南都美の鋭い一言の次に、左頬に痛みが走る。

「暫く声掛けないでよ、メールもしないで!!!」

南都美は言いたいことを全部行って、屋上を後にした。

残された俺

……河田康平は肩越しに南都美に視線を投げてから給水タンクの影に隠れていた、小さな影に声をかけた。

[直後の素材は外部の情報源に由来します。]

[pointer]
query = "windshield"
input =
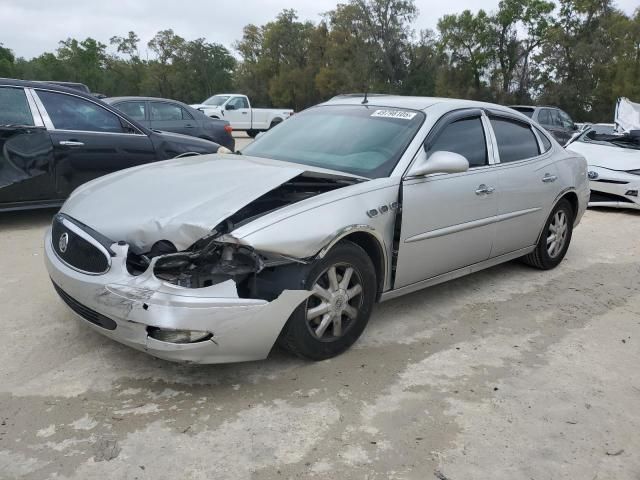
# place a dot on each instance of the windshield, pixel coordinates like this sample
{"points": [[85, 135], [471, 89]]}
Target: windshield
{"points": [[606, 135], [361, 140], [216, 100]]}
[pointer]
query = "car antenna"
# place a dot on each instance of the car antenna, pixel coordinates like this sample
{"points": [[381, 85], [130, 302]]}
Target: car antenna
{"points": [[366, 93]]}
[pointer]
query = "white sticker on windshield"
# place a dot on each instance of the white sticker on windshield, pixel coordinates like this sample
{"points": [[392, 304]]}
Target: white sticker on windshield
{"points": [[401, 114]]}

「はーーい、修羅場は終わったから、もう出てきても平気だよー」



声をかけたのは、親切心だ。


俺と南都美が突然ケンカをはじめて逃げ出せなかったせいもあるが

いきなり殺伐とした修羅場へと変わった屋上の雰囲気に先客が怯えて息を潜めていた。

「……河田君、彼女さんとケンカ……?」

給水タンクの影から、ショートカットの髪が揺れて出てきた。

クラスメイトの山岡ちゃんだ。

身長は高くもなく、低くもなく

デブでもガリでもなく。

特徴的な要素はさしてないんだけど

(あ、胸は標準以上にあるな)

気品があるといいますか、独特の空気があるといいますか

母親のような温かさを持ちつつ、ミステリアスな魅力を持っていたりする。

「やー 昨日ねー! 他校の女の子と遊んだら、キれてさーメールしたんだよ、だけどダメだったっぽーい」

山岡ちゃんへと近づくと、彼女は英語の本を下敷きに、膝に弁当箱を乗せていた。